Putin aveva cercato consensi per una coalizione anti-ISIS durante l’assemblea delle Nazioni unite richiamando alla memoria degli astanti la coalizione anti Hitler in cui molti paesi, con storie e ideologie diverse si unirono contro un male più grande. Putin in quel discorso fece riferimento anche alla conferenza di Yalta tra Roosevelt, Churchill e Stalin che formò l’ordine mondiale fino alla fine della guerra fredda che, vinta dagli USA, lasciò il mondo con un solo padrone e questo non ha avuto risvolti positivi per nessuno.


L’obiettivo di Putin è riportare il mondo a Yalta e esorcizzare la fine della Guerra fredda. Un modo per riacquisire potere internazionale è quello di unire intorno a sé una coalizione di forze internazionali, una coalizione che interromperebbe, di fatto, l’isolamento internazionale della Russia e segnerebbe la fine delle sanzioni economiche post-ucraina.

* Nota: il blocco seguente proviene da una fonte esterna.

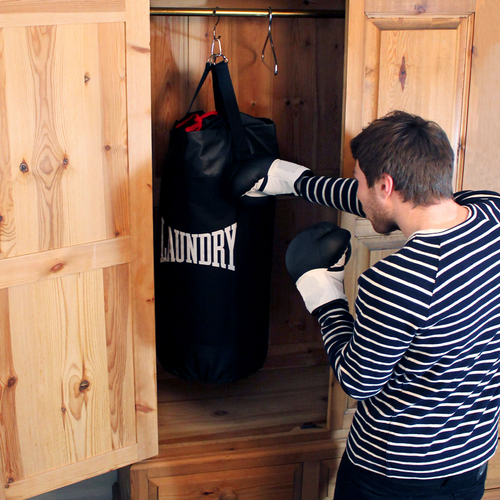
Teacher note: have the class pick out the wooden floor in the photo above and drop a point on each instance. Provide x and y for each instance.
(267, 402)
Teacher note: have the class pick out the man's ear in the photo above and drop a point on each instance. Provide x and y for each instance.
(384, 186)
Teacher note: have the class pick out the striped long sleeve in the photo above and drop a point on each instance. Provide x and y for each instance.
(422, 354)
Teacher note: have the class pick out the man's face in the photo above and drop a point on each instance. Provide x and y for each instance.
(376, 211)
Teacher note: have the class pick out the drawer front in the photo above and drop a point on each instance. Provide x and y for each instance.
(270, 483)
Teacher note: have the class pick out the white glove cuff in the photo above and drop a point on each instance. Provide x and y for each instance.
(280, 179)
(318, 287)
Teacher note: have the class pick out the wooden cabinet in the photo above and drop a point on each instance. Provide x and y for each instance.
(78, 391)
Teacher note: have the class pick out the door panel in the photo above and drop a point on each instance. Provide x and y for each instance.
(77, 353)
(68, 156)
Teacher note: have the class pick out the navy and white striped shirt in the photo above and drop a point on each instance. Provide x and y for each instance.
(422, 356)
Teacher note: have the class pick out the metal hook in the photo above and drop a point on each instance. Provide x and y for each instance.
(216, 39)
(270, 38)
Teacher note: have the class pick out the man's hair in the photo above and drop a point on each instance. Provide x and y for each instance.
(415, 152)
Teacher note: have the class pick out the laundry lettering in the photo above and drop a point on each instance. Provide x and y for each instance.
(205, 249)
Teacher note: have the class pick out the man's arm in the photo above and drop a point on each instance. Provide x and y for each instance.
(337, 193)
(392, 306)
(268, 176)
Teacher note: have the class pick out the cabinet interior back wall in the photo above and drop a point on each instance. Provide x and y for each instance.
(305, 102)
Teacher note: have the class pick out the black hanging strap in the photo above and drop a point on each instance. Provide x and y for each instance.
(225, 104)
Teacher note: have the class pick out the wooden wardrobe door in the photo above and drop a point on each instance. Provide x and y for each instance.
(77, 353)
(412, 57)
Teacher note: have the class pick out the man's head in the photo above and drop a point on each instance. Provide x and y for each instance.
(414, 152)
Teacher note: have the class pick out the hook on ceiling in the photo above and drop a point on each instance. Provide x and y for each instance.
(270, 38)
(216, 40)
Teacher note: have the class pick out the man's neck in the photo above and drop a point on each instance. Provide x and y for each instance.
(442, 215)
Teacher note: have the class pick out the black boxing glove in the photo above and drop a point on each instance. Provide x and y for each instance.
(315, 260)
(266, 175)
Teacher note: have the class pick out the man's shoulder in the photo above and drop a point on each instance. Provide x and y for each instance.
(470, 197)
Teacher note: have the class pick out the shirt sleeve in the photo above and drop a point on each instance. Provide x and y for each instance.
(392, 305)
(337, 193)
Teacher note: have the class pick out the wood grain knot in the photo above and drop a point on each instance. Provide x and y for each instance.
(57, 267)
(84, 385)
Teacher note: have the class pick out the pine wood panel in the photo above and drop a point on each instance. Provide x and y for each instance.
(47, 12)
(267, 402)
(64, 261)
(68, 159)
(138, 63)
(77, 381)
(483, 145)
(429, 7)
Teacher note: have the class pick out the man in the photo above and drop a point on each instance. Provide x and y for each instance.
(422, 356)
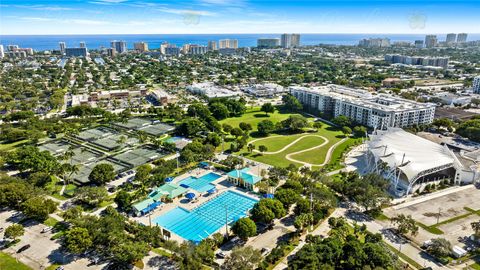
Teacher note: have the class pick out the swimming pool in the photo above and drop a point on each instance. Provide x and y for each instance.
(204, 220)
(201, 184)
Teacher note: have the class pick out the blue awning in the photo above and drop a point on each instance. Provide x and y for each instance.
(190, 195)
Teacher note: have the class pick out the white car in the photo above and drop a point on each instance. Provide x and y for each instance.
(46, 229)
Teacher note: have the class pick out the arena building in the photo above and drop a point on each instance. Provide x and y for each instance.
(377, 111)
(409, 161)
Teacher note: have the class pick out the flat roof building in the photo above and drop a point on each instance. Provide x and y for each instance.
(408, 160)
(476, 85)
(119, 46)
(290, 40)
(141, 46)
(228, 44)
(210, 90)
(376, 111)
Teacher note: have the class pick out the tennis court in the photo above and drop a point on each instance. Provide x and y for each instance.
(84, 171)
(55, 147)
(157, 129)
(134, 123)
(209, 217)
(201, 184)
(115, 141)
(139, 156)
(95, 133)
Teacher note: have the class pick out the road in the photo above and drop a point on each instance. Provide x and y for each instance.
(373, 226)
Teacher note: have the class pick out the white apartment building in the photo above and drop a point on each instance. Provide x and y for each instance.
(376, 111)
(476, 85)
(228, 44)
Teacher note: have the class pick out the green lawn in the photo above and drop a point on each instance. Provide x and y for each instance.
(276, 142)
(254, 116)
(7, 262)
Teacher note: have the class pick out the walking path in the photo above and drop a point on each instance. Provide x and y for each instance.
(322, 229)
(327, 156)
(291, 144)
(289, 156)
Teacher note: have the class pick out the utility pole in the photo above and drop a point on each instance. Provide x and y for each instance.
(438, 216)
(226, 220)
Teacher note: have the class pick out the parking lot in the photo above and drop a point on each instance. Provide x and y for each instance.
(42, 251)
(449, 206)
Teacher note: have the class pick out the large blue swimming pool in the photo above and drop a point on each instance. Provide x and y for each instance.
(204, 220)
(201, 184)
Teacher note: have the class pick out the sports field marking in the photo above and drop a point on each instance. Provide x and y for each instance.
(291, 144)
(327, 156)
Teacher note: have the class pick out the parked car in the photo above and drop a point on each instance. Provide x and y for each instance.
(22, 249)
(265, 251)
(221, 255)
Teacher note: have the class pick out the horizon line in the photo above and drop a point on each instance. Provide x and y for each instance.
(273, 33)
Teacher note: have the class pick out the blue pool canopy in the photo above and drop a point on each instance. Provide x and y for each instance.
(246, 175)
(204, 220)
(202, 183)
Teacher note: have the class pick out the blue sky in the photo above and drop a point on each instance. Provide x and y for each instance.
(237, 16)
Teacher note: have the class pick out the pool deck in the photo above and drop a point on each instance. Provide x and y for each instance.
(221, 184)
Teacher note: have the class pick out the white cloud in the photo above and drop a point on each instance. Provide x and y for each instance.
(186, 11)
(107, 2)
(223, 2)
(39, 7)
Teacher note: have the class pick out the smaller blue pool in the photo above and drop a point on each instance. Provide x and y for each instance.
(201, 184)
(208, 217)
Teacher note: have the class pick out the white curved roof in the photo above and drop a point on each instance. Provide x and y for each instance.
(420, 154)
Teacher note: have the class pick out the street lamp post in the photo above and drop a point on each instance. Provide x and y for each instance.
(226, 220)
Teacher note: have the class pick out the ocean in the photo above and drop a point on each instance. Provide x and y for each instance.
(49, 42)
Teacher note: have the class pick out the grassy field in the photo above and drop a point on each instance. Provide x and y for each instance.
(255, 116)
(7, 262)
(276, 142)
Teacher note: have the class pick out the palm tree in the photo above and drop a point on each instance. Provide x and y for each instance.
(305, 170)
(476, 228)
(250, 147)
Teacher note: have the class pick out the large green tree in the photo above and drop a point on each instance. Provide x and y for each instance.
(78, 240)
(102, 173)
(244, 228)
(14, 231)
(242, 258)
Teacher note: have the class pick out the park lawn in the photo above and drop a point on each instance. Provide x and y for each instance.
(280, 159)
(7, 262)
(253, 116)
(317, 156)
(276, 142)
(10, 146)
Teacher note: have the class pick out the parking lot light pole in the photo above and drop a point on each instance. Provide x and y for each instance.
(226, 220)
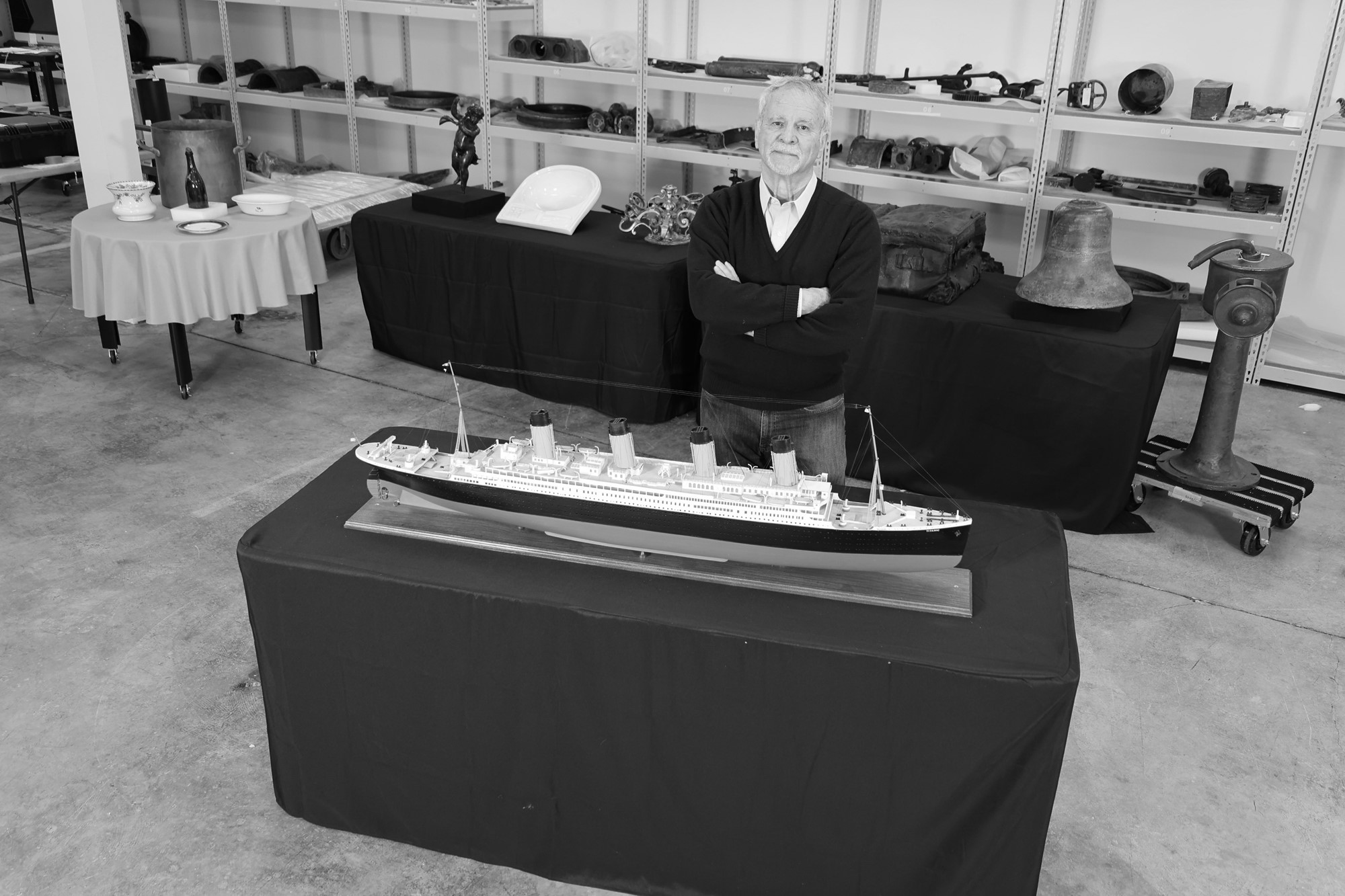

Il passo successivo di Putin sarà quello di chiedere una nuova Yalta e dividere di nuovo il mondo in sfere di influenza. In quest’ottica non ci sarebbero problemi come quelli Ucraini, la NATO non si immischierebbe in quella che sarebbe un’area di influenza russa.


Una mano inaspettata a Putin e alle sue mire di grandeur è stata data da Daesh. Prima degli attentati di Parigi Hollande non faceva che ripetere come Putin non fosse un alleato della Francia in Siria, nei giorni successivi agli attentati invece le forze russe e francesi hanno agito all’unisono negli attacchi aerei contro Daesh.


Singolare che i russi abbiano confermato che l’abbattimento dell’aereo da turismo russo sul Sinai sia stato opera di Daesh appena dopo gli attentati di Parigi. Quasi a volersi avvicinare ai francesi.